This topic describes how to run Spark Streaming jobs to process Kafka data in the E-MapReduce (EMR) console.

Prerequisites

  • EMR is activated.
  • The Alibaba Cloud account is authorized. For more information, see Authorize roles.
  • PuTTY and SSH Secure File Transfer Client are installed on your on-premises machine.

Step 1: Create a Hadoop cluster and a Kafka cluster

Create a Hadoop cluster and a Kafka cluster that belong to the same security group. For more information, see Create a cluster.

  1. Log on to the Alibaba Cloud EMR console.
  2. Create a Hadoop cluster.
    create hadoop cluster
  3. Create a Kafka cluster.
    Software Settings step

Step 2: Obtain the required JAR package and upload it to the Hadoop cluster

  1. Obtain the JAR package examples-1.2.0-shaded-2.jar.zip.
  2. Use SSH Secure File Transfer Client to upload the JAR package to the /home/hadoop path of the master node in the Hadoop cluster.
    ssh_client

Step 3: Create a topic on the Kafka cluster

In this example, a topic named test is created. The topic has 10 partitions and 2 replicas.

  1. Log on to the master node of the Kafka cluster.

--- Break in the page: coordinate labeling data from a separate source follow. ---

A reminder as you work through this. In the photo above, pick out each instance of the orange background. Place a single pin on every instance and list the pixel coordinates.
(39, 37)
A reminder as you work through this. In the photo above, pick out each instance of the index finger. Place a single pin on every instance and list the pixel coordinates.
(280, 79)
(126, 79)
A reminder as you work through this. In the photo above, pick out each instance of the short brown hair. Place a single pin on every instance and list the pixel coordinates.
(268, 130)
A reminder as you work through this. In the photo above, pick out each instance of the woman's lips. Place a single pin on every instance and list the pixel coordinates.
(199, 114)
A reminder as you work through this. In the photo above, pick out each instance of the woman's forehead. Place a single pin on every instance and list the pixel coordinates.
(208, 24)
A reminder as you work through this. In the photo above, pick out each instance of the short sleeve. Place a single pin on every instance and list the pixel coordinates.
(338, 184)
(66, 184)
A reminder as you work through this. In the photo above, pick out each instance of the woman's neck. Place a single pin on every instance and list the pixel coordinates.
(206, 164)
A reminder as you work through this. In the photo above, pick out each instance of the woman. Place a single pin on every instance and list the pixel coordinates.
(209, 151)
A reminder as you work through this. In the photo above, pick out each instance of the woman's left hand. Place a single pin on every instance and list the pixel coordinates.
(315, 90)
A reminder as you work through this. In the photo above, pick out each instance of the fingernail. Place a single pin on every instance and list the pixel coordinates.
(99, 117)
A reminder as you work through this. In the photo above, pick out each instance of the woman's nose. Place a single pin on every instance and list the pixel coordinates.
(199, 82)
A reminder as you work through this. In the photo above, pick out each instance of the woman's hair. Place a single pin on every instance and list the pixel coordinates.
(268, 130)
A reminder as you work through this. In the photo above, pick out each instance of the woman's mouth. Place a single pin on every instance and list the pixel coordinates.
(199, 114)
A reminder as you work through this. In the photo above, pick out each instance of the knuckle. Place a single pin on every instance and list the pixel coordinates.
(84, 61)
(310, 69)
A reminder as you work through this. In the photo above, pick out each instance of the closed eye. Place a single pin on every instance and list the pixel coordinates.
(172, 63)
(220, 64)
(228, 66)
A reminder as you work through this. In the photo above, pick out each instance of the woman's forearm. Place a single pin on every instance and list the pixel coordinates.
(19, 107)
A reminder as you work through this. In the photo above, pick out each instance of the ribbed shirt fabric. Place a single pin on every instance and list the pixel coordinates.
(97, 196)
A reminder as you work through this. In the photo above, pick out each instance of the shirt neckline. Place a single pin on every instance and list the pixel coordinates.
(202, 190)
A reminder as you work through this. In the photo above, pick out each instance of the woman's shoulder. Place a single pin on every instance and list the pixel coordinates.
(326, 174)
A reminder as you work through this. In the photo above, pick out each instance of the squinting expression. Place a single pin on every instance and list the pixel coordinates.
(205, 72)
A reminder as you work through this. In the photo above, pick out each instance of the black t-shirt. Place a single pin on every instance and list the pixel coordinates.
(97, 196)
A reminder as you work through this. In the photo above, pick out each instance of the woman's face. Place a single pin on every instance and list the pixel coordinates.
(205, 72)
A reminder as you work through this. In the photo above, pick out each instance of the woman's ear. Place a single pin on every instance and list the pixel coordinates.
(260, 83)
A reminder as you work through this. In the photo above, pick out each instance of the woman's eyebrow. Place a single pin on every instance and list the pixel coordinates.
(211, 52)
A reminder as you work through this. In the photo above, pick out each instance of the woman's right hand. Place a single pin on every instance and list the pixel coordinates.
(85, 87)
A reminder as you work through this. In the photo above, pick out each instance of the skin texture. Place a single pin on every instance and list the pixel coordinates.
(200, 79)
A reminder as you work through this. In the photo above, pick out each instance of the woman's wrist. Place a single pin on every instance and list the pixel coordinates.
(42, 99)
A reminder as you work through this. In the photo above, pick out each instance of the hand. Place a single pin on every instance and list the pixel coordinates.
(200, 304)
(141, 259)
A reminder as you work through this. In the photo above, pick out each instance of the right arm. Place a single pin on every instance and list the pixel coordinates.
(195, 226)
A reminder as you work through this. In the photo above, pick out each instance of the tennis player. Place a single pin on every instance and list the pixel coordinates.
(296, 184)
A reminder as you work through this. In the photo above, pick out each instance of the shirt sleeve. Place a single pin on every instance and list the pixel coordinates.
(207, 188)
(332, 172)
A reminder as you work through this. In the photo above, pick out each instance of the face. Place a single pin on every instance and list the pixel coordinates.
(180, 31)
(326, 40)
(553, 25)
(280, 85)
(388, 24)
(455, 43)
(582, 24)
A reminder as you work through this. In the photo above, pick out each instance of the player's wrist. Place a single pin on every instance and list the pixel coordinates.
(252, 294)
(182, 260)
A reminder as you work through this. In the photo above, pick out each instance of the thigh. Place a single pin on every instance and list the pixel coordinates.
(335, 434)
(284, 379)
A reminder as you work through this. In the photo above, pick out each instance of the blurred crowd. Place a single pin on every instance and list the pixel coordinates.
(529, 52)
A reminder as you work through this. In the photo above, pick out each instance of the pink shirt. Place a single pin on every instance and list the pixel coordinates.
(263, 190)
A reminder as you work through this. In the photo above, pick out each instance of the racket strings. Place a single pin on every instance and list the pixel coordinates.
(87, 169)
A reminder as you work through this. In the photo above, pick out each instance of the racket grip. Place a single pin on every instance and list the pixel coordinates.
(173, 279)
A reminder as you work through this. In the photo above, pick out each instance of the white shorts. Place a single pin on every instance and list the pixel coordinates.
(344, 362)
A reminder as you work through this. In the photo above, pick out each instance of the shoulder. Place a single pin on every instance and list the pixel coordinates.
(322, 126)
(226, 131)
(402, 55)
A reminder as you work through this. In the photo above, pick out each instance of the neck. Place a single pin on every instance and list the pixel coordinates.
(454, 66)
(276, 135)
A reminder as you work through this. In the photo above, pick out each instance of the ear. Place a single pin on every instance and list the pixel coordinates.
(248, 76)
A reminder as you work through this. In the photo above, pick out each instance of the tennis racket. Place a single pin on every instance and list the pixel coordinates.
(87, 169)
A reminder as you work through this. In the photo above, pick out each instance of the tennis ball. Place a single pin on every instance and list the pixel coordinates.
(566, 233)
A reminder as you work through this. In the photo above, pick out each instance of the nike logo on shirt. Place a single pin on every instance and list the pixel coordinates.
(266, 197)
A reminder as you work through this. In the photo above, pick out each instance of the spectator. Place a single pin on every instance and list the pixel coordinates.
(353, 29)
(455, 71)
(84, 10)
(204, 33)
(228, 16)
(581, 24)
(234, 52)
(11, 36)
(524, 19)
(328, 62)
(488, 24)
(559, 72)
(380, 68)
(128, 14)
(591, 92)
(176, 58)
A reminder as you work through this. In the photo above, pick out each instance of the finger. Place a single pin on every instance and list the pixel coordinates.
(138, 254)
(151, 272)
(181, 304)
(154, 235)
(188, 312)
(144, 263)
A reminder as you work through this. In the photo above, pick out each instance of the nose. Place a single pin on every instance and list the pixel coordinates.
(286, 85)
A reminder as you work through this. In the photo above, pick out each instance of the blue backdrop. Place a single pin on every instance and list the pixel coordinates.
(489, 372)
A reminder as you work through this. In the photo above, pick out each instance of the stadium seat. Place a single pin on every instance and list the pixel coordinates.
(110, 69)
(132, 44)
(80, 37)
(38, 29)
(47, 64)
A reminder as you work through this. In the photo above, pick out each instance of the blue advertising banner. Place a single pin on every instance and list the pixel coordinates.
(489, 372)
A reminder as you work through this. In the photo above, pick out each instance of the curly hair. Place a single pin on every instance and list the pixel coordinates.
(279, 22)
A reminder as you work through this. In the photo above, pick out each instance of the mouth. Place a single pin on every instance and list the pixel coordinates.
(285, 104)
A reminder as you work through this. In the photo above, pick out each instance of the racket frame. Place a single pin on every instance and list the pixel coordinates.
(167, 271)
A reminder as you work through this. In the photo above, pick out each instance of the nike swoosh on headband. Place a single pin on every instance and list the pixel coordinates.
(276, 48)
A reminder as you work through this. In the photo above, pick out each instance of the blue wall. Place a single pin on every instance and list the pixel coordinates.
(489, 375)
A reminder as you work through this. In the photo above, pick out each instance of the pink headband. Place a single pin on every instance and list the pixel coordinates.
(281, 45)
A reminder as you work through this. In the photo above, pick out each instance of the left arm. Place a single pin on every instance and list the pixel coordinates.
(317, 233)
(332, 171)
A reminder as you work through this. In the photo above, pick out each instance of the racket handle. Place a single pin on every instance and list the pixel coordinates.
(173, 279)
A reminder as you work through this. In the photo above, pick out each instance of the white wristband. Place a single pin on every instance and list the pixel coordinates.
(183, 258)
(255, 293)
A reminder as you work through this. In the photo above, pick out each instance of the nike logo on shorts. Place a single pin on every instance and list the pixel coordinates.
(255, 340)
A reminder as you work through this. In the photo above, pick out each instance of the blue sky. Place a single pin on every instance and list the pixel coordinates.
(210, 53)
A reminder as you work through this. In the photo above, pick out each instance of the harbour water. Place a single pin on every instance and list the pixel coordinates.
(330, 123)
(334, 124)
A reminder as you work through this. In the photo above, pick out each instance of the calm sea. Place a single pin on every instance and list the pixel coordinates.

For more information, see Connect to the master node of an EMR cluster in SSH mode.
  2. Run the following command to create a topic:
    /usr/lib/kafka-current/bin/kafka-topics.sh --partitions 10 --replication-factor 2 --zookeeper emr-header-1:2181 /kafka-1.0.0 --topic test --create
    Note After you create the topic, keep the logon window open for later use.

Step 4: Run a Spark Streaming job

In this example, a WordCount job is run for streaming data.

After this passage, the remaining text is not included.